I suspect the issue I'm asking about is simply one of inspecting wiring and correcting a short, but thought I'd ask the HAMB braintrust just in case this is something one of y'all has encountered and fixed. The gremlin: In my shoebox (aka 50Fraud), when I go over even a fairly minor pothole or manhole cover in the road, the headlight fuse will blow. On smooth pavement, the lights will stay on an run indefinitely. Here's what I know: The car was rewired when originally built in the mid-late 90's. It's still running a '50 Ford headlight switch, and currently has '52 Ford headlights with halogen bulbs running on relays that have tested good on a relay tester. Taillights are stock '50 Ford units with bayonet-mount LED bulbs (a concession to safety as incandescent bulbs are very hard to see)that have also tested good. Turn signals remain functional when headlight fuse is out or blown. The questions: Any known spots where wiring is vulnerable on a shoebox, like passing through a particular joint or panel? Is the headlight switch known to be problematic? Any general tips on troubleshooting wiring? Thanks in advance!
Is it only the headlights that go out, or do you lose all of them? If it's just the headlights, look at the wiring to/from the headlight relays.
a few questions; What does the headlight fuse protect? The signal circuit from the switch thru the hi/lo switch to the relays OR the feed to the relays? What is the hi/lo switch? Old school floor stomp switch or a turn signal stalk pull? Where are the relays? My first guess is that whatever circuit is shorting out over a bump against ground is probably at the hi/lo wiring on the floor, but that depends on the fuse and switch. Other possibles are along the inner fender and up to the relays, wherever they are located. This is all if the control circuit is fused. If the relay feed is fused, it's going to be those new wires and out to the headlights. The area mentioned by @BJR right at the buckets is a good first place to check. This is where you perform what is called a 'wiggle' test. Turn on the lights and start grabbing a section of the suspect wiring and wiggle it like it would going over a bump. Keep trying to isolate the section that causes the problem.
There's no foot switch in the car anymore. There is a toggle under the dash, but it does nothing I can find. There may not be a highbeam selector wired at all right now. Relays are mounted on radiator support behind the grill. Wiring to them looks sound but will take another look when out in the garage and/or I get the car in the air.
Headlight and "regular" taillights. Brakelights and turn signals remain so just limited to that circuit. Relays and wiring look good, but will reinspect when car is up in the air.
Blowing a fuse is not going to happen where the wiring is up in the air, only where it can bounce on metal ground. With the tail lights also being affected, it is fused to the switch and control circuit, not the relays. So the wiring from fuse box to switch, from switch to relays. The stuff from the switch forward should be checked carefully since it's either new or the old stuff cut and spliced to bypass the hi/lo switch.
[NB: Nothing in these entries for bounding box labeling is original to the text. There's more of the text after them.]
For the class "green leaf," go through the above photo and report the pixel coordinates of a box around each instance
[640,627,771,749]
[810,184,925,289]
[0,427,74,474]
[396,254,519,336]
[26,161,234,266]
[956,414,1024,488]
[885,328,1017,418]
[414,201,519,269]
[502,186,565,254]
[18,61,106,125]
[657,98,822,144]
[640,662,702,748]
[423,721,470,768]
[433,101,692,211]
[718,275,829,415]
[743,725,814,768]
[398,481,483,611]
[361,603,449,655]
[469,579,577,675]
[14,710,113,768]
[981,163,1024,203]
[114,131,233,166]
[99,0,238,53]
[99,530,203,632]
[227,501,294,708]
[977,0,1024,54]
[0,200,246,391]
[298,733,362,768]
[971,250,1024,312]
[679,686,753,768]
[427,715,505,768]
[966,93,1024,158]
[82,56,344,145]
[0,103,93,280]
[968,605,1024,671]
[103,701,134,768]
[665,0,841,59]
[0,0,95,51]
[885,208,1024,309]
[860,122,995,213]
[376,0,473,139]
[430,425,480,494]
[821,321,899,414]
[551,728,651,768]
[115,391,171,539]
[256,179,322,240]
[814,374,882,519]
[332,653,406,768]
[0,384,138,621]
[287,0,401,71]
In that case look at your light switch and/or dimmer switch. Brake and turns are on separate circuits. If it has an OEM style switch that's been replaced with an aftermarket one, those are junk.
I fully agree with your point, and I should have maybe been more clear with my response: the car is so low that I have to get it in the air to inspect wiring from the headlights - which may be moot since the wiring between the fuse panel and switch is all under the dash as far as I can tell. I appreciate the tips and specifics!
While I would strongly suggest that all the wiring should be looked at, the wiring from the relays to the headlights are not suspect right now. It's the control circuit from the fuse to the switch and from the switch to the relays. Since the floor switch is bypassed, the wiring probably goes from the switch thru the firewall and along the inner fender to the relays. The hole in the firewall is a strong suspect. Reach under the dash and wiggle the wiring at the switch with the lights on. Also wiggle the wiring near the relays. This can be done with a door and the hood open, no jacking. EDIT: it sounds like the wiring was not done to OE standards, look for any bare wire up under the dash while you are there.
Your car wouldn’t have originally had a relay for the lights. It’d be worth checking where the fuse is in relation to the relay, is it in the power feed to the relay or the signal feed to the relay from the switch. You can then at least narrow down which bit of the wiring to look at.
@Oneball Judging from his reply, I'd say it's the signal feed. I can't see the relays being used to power the tail lights along with the headlights. Crazier things have happened, though.
I can't****ist other than to recommend you avoid driving in Washington state. Aside from the highest gas prices in the US we have some of the roughest roads, highways and freeways in the nation. It will be a dark drive for your car until find and solve your issue.
I had a marker light once that had lost it's glass bulb shell somehow and blew, but under a certain set of circumstances a piece of filament would hit the metal housing and blow a fuse.
I recommend one of these, it's a buzzer/circuit breaker. You put it in place of the fuse and it buzzes when shorted and then resets. The Blue one has a buzzer and the Red one doesn't. https://www.amazon.com/dp/B000RFOP1I/?tag=atomicindus08-20 After it's hooked up start wiggling and tapping everything (relays and switches included). Sometimes the switch can short, so jiggle the stem when the lights are on.